The museum mostly engages visitors with hands-on and interactive exhibits that display few visible numbers or equations. For example, when the smooth, interconnected globes of the “Harmony of the Spheres” sculpture are touched, they play musical tones and light up. The exhibit connects music and math through the exploration of groupings of three notes, called triads. Visitors can create harmonies, major chords and minor chords by touching different parts of the sculpture in specific ways and sequences. So, touching sphere A plays a chord, but touching the spheres adjacent to A and then touching A again changes the chord—one of the three notes will up or down by a half step (from C to C-sharp, for example). How the chord changes depends on the distance between a sphere and the previously played sphere. The sculpture as a whole serves as a geometric model of how triads relate to each other.
Other exhibits let guests experiment and search for patterns. The “Twist ‘n’ Roll” table holds colored rubber shapes that can be split apart and reconnected. Visitors then roll their new creations across the table. They can attempt to predict what path an object will take by looking at examples drawn on the surface. Will it wobble, curl, flip-flop or roll straight?
The “Human Tree” is another immersive math experience. A camera captures a visitor’s image and projects it on a wall. In the projected image, arms morph into smaller versions of the person, which in turn branch and branch again into a tree made of body copies. The image is fun and a little silly but also an example of a fractal—detailed pattern shows self-similar shapes at different scales. The tree shape reminds visitors that mathematics can describe natural patterns. Becoming a fractal is exactly the kind of unusual experience that Tim Nissen, the museum’s chief of design, hopes visitors will carry with them.
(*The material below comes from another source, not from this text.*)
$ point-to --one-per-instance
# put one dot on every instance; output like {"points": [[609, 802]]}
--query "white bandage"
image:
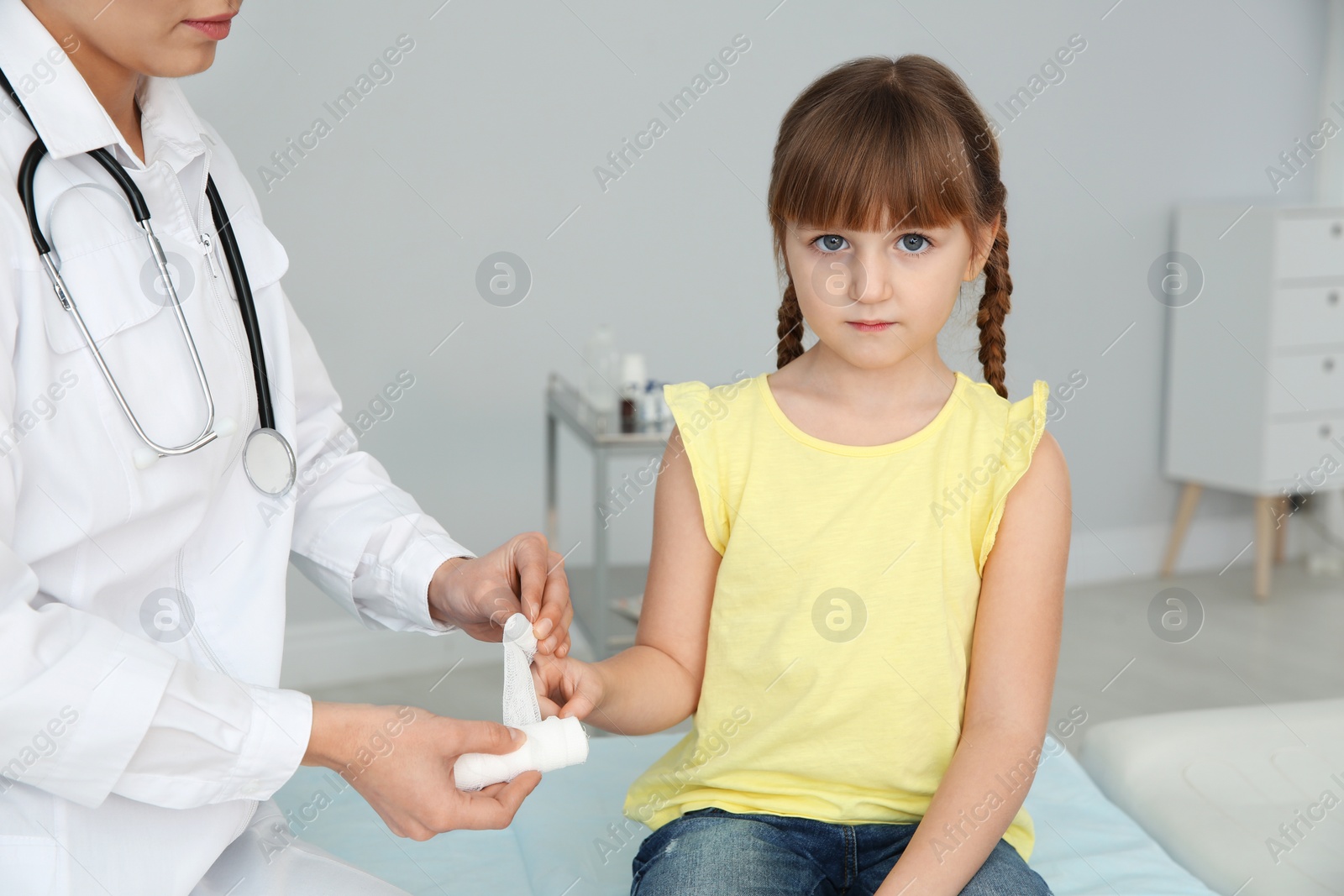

Nissen, a self-proclaimed science groupie, brings his experience in architecture to exhibit design. He joined the MoMath team during its previous incarnation as a traveling mathematics show. Stars from that show, such as the square-wheeled trike, became part of the new museum. The awkward-looking vehicle gives cyclists a smooth ride over the petal-shaped bumps of a giant sunflower in the center of the exhibition. Nissen points out that the path the square wheels take over the curves traces a so-called catenary curve. This shape is an “ideal” curve formed by a uniform cord hanging from two points, such as a chain hanging under its own weight. Regardless of how far apart the anchor points are, the force of gravity is equal at each point along the hanging chain. Inverted, catenary curves are used as load-bearing arches because they distribute weight evenly.
The catenary curves are not the only mathematical shapes hiding in plain sight at MoMath. In the striking “Hyper Hyperboloid” exhibit, colored cords extending from ground to ceiling surround a chair. Nissen demonstrates how visitors can enter the shape, spin in the chair and watch the cords swivel and form a curved surface around them.
Visitors can further shape their own experience by creating their own sculptures. At the “Mathenaeum” they enter a heptagonal (seven-sided) pavilion and choose one of three stations. A large crystal trackball along with wooden and brass levers help participants build and sculpt polygons on a large screen. Favorite creations can be submitted to the museum for a chance to be made real via a 3-D printer.
The many engaging exhibits arose from ideas solicited from mathematicians, computer scientists and others, Whitney says. “We talked to many [mathematicians] who sense they are working in a poorly understood endeavor,” he remarks. They had lists of ideas they had always wanted to share with others. Helping to design the museum’s offerings “was an outlet for their passion,” he says. Now the public can see the results.